4. Role of External Parties. Governmental entities should know if their broker-dealers are merely acting as an intermediaries or are taking a proprietary positions in derivatives or structured investment product transactions. Possible conflicts of interest should be taken into consideration before entering into a transaction.
Governmental entities should exercise caution in the selection of broker-dealers or investment advisers. They should confirm that these vendors are knowledgeable about, understand and provide disclosure regarding the use of derivatives and structured investment products, including benefits and risks.
Governmental entities are responsible for ensuring appropriate safeguards are in place when derivative or structured investment product transactions are conducted by a third party acting on behalf of the governmental entities.

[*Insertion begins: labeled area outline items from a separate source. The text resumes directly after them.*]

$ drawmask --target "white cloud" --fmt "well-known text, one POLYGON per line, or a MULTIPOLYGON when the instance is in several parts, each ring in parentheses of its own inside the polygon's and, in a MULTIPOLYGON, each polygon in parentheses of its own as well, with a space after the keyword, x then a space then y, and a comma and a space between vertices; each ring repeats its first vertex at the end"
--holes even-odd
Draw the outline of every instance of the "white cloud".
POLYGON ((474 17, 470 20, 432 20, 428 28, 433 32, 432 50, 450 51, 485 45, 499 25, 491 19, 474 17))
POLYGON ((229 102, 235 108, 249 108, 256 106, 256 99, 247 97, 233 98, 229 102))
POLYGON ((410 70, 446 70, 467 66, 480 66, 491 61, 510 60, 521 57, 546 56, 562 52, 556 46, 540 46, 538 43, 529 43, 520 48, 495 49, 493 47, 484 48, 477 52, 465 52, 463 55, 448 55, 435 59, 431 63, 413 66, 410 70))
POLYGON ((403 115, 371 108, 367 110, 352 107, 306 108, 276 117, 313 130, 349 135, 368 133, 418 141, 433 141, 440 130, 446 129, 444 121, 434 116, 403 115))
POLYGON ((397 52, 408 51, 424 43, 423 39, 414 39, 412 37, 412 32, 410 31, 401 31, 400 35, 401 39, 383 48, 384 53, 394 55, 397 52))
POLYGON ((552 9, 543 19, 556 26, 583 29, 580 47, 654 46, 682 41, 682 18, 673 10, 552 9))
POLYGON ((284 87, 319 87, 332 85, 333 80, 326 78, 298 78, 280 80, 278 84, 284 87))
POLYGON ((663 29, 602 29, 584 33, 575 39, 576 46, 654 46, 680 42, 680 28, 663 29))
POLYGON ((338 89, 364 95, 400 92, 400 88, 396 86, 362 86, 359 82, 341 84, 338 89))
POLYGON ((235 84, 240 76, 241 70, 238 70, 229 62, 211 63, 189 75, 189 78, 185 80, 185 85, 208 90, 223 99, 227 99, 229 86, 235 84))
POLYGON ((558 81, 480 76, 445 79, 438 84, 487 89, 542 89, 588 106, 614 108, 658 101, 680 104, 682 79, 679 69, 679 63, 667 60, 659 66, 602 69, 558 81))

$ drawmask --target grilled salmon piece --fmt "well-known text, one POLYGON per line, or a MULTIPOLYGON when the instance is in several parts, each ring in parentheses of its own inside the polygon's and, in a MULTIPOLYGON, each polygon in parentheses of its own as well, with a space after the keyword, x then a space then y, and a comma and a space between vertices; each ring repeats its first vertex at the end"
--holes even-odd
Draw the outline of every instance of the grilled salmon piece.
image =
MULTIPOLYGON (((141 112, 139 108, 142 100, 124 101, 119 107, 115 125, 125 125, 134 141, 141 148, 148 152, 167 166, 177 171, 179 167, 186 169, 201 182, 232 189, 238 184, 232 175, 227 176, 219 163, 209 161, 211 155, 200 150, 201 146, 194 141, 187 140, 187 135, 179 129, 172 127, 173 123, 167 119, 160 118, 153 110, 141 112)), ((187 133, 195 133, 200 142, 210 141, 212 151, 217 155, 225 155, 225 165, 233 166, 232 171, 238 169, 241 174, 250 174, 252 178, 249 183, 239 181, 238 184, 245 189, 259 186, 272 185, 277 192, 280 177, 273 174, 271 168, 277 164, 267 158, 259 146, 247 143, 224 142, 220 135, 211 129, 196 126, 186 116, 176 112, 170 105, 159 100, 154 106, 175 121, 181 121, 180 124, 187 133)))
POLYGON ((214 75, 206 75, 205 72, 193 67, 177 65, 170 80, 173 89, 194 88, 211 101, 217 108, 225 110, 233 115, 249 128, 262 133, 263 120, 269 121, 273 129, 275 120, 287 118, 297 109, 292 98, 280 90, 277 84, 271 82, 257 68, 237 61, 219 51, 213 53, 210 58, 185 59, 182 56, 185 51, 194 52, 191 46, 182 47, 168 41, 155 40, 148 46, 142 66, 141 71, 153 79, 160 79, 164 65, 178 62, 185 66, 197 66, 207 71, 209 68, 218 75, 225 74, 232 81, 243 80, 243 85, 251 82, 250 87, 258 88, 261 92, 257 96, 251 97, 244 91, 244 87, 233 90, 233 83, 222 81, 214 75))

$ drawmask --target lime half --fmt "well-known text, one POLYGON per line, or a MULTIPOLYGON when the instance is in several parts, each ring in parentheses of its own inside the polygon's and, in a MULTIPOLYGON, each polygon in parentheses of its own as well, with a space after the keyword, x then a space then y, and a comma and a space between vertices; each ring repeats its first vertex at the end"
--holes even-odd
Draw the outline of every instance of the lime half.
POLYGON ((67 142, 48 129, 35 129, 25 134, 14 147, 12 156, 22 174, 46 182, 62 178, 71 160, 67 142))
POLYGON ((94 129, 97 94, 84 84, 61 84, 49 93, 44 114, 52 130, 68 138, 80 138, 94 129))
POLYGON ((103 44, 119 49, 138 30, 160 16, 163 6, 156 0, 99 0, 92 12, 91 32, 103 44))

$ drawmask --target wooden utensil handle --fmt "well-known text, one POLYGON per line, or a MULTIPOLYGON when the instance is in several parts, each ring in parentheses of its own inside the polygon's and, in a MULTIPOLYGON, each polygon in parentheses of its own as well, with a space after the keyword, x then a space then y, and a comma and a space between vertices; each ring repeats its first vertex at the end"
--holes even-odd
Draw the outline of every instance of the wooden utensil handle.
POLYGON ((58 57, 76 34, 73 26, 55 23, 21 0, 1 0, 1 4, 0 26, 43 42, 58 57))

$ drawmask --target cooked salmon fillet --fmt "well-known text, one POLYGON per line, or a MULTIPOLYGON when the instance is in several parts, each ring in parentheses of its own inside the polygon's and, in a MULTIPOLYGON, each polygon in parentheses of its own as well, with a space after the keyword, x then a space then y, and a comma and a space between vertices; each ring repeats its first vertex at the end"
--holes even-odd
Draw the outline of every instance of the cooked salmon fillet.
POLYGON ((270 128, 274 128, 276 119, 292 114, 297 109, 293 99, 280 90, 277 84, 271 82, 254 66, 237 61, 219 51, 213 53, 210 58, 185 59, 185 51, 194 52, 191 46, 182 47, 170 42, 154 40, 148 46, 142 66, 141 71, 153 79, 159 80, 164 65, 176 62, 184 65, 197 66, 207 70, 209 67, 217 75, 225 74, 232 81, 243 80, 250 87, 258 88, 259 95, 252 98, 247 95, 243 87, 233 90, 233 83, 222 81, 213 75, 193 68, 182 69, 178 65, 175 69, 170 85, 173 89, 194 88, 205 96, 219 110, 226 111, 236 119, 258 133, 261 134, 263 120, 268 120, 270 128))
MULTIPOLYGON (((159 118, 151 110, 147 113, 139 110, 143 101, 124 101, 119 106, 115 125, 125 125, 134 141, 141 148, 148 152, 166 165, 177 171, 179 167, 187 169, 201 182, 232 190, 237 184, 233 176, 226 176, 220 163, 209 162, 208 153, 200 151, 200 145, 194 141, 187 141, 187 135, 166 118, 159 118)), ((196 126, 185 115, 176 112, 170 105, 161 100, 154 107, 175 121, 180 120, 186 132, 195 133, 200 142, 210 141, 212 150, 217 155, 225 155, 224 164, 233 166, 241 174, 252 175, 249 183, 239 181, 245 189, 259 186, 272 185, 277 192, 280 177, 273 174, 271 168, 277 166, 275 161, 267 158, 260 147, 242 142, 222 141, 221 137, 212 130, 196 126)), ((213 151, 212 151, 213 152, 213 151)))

The GFOA reiterates the need for governments to exercise extreme caution when considering derivative products for their investment portfolio. It is important to emphasize that these instruments should not be used for speculation.
Governmental entities must learn about and understand the risks and rewards of derivative and structured investment products in order to properly evaluate and manage. Governmental entities should consider the use of derivatives and structured investment products only when they have attained a sufficient understanding of the products and the expertise to manage them. Certain derivative products and structured investment products may not be appropriate for all governmental entities.
Ultimately, it is the responsibility of each governmental entity to determine what constitutes a derivative and/or a structured investment, and what is allowable by statute and policy.
- A Public Investor's Guide to Money Market Instruments, Second Edition, edited by M. Corinne Larson, GFOA, 1994.
- GFOA Best Practice: Use of Debt-Related Derivatives and Development of Derivatives Policy, 2010, GFOA’s Committee on Governmental Debt Management.
- GFOA Derivatives Checklist, 2010, GFOA’s Committee on Governmental Debt Management.
Approved by the GFOA’s Executive Board, March 5, 2010.